I was lucky that stopped with own engines early with Quake and discover that for me its much more fun to design than coding, im still able write some small stuff for myself, mostly some data conversion tools. Otherwise im just part-time mercenary for short projects and most of the my project are using some specific API / frameworks.. which are not usefull for other projects.. and my advantage is that im able to adapt and i have general overview on different layers.. but coding is usually only smaller part of my work, otherwise i do some analytic stuff.
In games if i have time, im still able to do game-play development, what is usually glorified scripting at best and with evolution of engines its less and less about coding and more about system design - the most of engines now have some flow diagrams visual programming stuff or some slow Lua, Python etc.. scripting lang support for game world objects manipulation / settings.. and if you really need to some performance heavy things, they could be moved to C. I never was particularly obsessed by 3D rendering, physic or other stuff which would need more advanced math or science, or algorithmization / code structure itself, but its good that some guys are and its good to have them in team:)
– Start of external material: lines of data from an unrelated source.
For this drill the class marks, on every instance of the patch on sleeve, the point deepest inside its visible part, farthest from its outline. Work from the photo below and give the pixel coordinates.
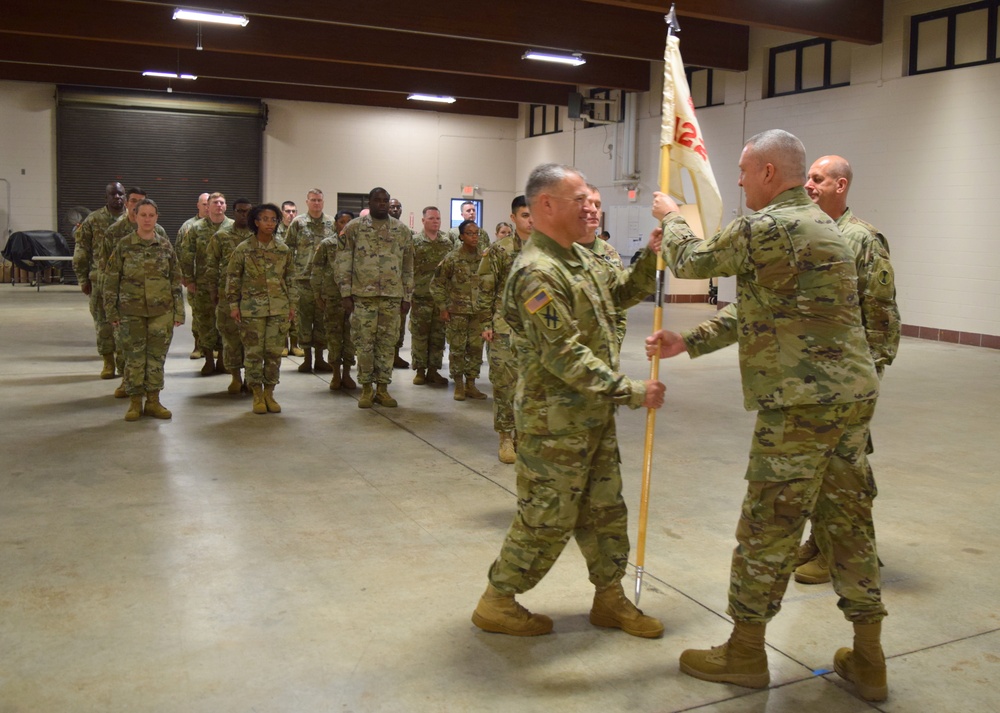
(537, 301)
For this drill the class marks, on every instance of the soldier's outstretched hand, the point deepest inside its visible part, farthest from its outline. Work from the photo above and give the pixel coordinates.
(665, 342)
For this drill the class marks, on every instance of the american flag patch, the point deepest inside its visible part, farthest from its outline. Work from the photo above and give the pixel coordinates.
(537, 301)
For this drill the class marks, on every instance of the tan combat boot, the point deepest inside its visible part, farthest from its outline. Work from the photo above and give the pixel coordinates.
(613, 610)
(153, 406)
(259, 406)
(471, 391)
(306, 366)
(506, 452)
(382, 396)
(815, 571)
(501, 614)
(864, 666)
(741, 660)
(108, 371)
(321, 365)
(236, 385)
(346, 382)
(269, 402)
(134, 408)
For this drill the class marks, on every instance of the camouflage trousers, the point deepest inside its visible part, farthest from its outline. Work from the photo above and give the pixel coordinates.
(229, 330)
(503, 377)
(808, 461)
(203, 319)
(374, 327)
(566, 485)
(145, 342)
(465, 346)
(426, 334)
(263, 339)
(312, 330)
(105, 332)
(338, 332)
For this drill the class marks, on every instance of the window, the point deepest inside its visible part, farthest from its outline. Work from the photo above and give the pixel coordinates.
(961, 36)
(543, 120)
(706, 88)
(808, 66)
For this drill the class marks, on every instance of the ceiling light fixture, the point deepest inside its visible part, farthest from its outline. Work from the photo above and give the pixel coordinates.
(432, 97)
(575, 59)
(221, 18)
(168, 75)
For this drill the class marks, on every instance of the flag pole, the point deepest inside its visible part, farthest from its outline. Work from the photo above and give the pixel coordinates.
(654, 368)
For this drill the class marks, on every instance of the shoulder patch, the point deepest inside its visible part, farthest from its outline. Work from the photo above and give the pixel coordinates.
(537, 301)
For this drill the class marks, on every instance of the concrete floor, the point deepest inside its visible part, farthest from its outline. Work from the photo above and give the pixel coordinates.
(328, 559)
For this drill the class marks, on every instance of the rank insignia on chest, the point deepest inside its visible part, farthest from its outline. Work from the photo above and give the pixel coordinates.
(537, 301)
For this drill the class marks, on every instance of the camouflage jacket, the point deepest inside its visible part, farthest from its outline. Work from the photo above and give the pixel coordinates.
(304, 235)
(88, 236)
(260, 279)
(375, 259)
(455, 286)
(799, 327)
(220, 251)
(561, 309)
(193, 250)
(427, 255)
(493, 271)
(322, 278)
(143, 279)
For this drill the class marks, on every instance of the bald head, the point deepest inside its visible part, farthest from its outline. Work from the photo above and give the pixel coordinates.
(827, 183)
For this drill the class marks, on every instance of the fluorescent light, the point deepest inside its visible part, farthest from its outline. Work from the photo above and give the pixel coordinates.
(575, 59)
(222, 18)
(169, 75)
(432, 97)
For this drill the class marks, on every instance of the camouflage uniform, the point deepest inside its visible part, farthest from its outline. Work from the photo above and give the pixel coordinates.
(455, 287)
(427, 329)
(609, 256)
(260, 284)
(142, 292)
(323, 283)
(561, 309)
(807, 371)
(219, 252)
(493, 272)
(304, 234)
(374, 266)
(193, 255)
(89, 266)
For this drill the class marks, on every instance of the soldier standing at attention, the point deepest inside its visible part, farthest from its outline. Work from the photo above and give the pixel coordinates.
(559, 305)
(193, 255)
(808, 372)
(455, 289)
(323, 282)
(427, 329)
(220, 250)
(88, 269)
(374, 270)
(493, 272)
(398, 362)
(261, 292)
(144, 301)
(304, 234)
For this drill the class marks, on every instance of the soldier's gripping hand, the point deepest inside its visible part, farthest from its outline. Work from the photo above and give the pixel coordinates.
(666, 343)
(654, 394)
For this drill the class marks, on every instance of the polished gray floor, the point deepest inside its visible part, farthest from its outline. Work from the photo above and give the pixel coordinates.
(328, 558)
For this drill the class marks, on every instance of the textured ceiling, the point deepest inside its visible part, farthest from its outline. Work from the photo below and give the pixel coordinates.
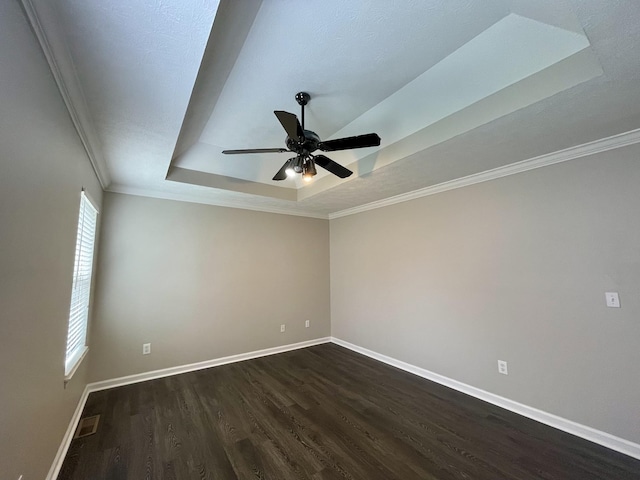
(158, 88)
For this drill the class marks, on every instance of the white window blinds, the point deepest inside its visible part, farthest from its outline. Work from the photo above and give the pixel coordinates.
(83, 266)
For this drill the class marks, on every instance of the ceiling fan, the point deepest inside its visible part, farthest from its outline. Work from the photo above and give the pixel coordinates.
(304, 142)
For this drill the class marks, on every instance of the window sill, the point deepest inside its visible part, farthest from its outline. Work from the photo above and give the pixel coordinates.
(75, 366)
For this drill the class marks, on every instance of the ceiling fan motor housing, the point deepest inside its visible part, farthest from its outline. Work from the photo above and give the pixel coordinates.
(308, 144)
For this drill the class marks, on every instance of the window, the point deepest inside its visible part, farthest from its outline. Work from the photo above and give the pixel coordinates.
(82, 268)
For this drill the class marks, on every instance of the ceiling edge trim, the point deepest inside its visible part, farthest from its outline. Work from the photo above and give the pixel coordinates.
(97, 162)
(180, 197)
(571, 153)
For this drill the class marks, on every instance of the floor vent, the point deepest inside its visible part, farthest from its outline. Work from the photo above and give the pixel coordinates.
(87, 426)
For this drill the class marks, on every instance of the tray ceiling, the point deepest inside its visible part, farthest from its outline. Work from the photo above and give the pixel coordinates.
(158, 89)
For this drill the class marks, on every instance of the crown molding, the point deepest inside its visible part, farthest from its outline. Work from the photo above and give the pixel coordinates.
(598, 146)
(190, 198)
(71, 93)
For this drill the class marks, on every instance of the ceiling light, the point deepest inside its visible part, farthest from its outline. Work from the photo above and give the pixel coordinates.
(289, 170)
(309, 170)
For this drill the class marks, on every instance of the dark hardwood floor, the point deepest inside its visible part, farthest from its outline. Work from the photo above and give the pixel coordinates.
(321, 413)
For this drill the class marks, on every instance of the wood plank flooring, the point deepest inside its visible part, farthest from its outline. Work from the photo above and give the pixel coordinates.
(321, 413)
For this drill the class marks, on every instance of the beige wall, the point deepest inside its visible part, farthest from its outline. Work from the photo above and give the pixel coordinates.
(200, 282)
(42, 170)
(512, 269)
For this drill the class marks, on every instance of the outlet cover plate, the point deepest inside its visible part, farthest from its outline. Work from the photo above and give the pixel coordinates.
(613, 300)
(502, 367)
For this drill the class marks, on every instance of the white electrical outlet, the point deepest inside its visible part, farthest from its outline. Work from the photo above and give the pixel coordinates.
(613, 300)
(502, 367)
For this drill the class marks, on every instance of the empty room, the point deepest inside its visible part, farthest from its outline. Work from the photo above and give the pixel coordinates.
(320, 239)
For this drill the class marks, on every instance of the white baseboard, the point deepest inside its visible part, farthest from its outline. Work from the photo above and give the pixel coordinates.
(68, 436)
(166, 372)
(602, 438)
(596, 436)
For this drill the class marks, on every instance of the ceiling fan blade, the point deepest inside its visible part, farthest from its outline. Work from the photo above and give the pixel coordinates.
(332, 166)
(255, 150)
(359, 141)
(290, 124)
(282, 173)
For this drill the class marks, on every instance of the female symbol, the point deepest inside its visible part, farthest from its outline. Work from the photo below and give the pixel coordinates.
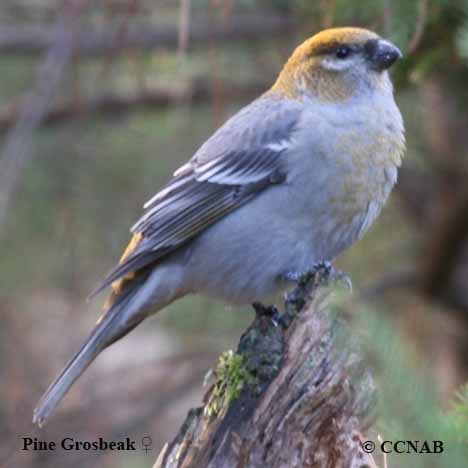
(146, 442)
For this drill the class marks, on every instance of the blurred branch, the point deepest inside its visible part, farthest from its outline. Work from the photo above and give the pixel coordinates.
(17, 149)
(198, 91)
(20, 39)
(421, 22)
(184, 27)
(308, 398)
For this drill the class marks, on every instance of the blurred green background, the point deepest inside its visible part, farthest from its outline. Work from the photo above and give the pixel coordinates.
(107, 101)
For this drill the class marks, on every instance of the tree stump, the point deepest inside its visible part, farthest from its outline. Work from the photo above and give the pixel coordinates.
(293, 395)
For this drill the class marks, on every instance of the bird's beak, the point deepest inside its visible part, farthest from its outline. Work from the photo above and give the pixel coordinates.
(382, 54)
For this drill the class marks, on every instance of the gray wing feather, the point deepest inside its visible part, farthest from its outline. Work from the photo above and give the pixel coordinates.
(241, 159)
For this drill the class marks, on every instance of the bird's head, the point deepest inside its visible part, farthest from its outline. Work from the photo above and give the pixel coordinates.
(336, 63)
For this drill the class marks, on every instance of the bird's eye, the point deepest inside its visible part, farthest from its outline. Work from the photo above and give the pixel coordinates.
(342, 52)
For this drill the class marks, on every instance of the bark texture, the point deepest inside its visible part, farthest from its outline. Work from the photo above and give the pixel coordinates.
(306, 398)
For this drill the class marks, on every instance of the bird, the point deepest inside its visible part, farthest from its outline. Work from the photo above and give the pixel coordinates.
(293, 179)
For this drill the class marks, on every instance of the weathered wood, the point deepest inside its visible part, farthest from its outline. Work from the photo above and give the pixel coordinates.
(306, 397)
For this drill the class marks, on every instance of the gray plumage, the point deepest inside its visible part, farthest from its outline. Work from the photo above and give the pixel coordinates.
(292, 179)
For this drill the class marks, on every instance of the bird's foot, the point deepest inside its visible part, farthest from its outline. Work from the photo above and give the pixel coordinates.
(321, 272)
(271, 312)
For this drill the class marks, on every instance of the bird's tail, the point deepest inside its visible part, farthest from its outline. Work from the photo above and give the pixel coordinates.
(113, 325)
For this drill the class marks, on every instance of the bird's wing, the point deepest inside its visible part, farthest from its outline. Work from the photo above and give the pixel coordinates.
(240, 160)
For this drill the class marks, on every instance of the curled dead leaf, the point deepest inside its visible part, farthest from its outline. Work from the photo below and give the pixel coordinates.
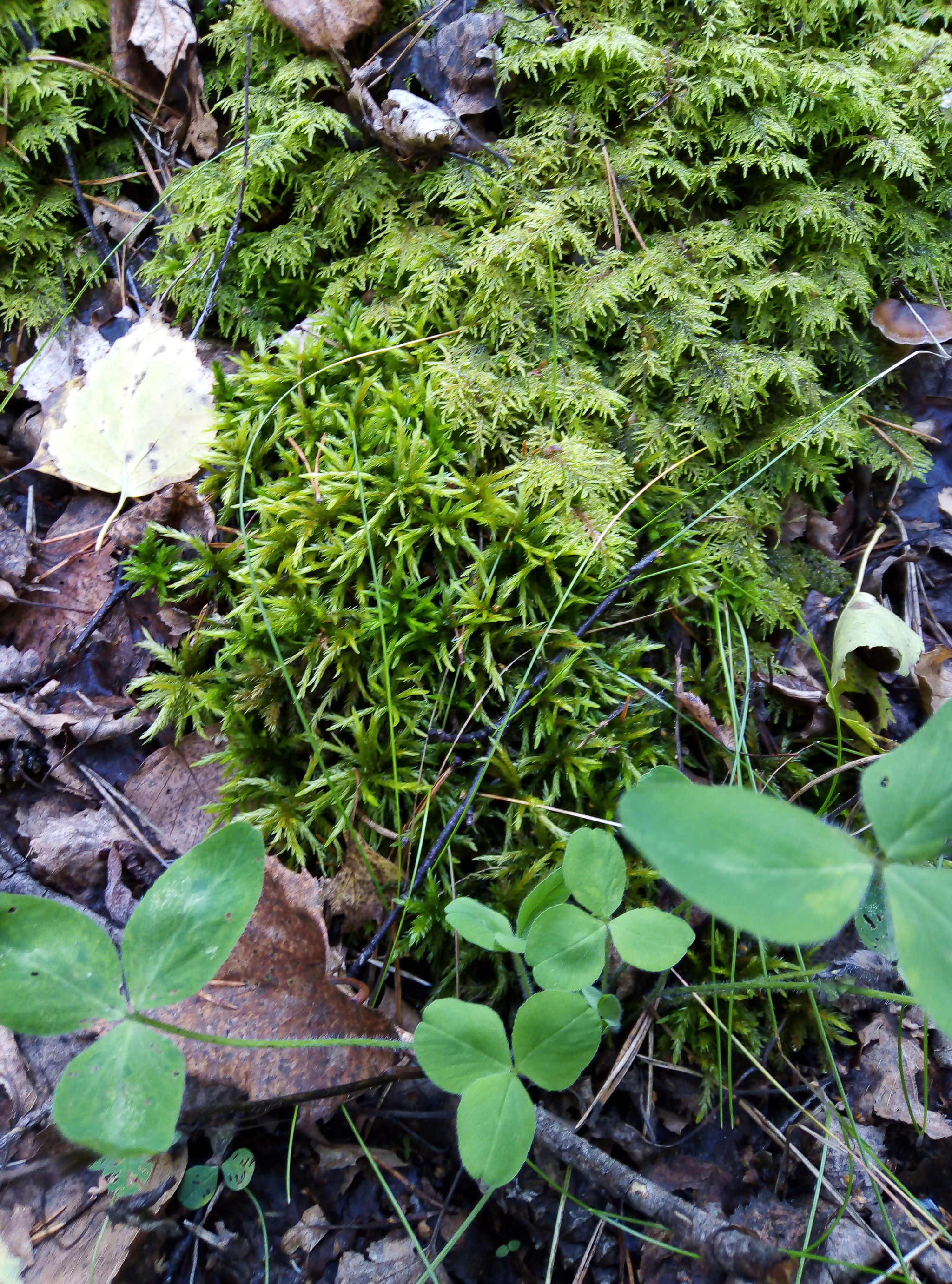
(274, 985)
That balance between scripting capabilities and low level engine combination could seem to be easy to solve, but on previous gen of HW / consoles.. the most of major engines had problems with that, so make some big stream-able worlds with lots of objects was almost unseasonable problem, most of games had smaller corridors, levels etc.... now its much better, but still some strange performance hiccups are generated by that.
Thanks for lots interesting info.
Update: Good benchmarks for lang / compiler speeds, i saw a lots of benchmarks with different results, i really dont know which are best ones.. I tend to preffer something more complex, problem with Pascal is that most of benchmarks are ignoring it.. It really depends on use case. For example i know during searching find this.. there is big variability - https://github.com/unixpickle/Benchmarks and its lots of results are missing big picture view, for example Java could be fast, but could consume much more memory.. and even if not performance could be fine until is garbage collection executed and if i would like to use it for game, i cant afford whole app freeze for tens of ms and JVM tunning is not easy task and, it could be probably adjusted for games to be fast enough, but overall performance would be probably suffer.
Im old goal oriented goatman, i care about facts and freedom, not about egos+prejudices. Hoarding=sickness. If you want respect, gain it by your behavior. I hate stupid SW limits, SW=virtual world, everything should be possible if you have enough raw HW.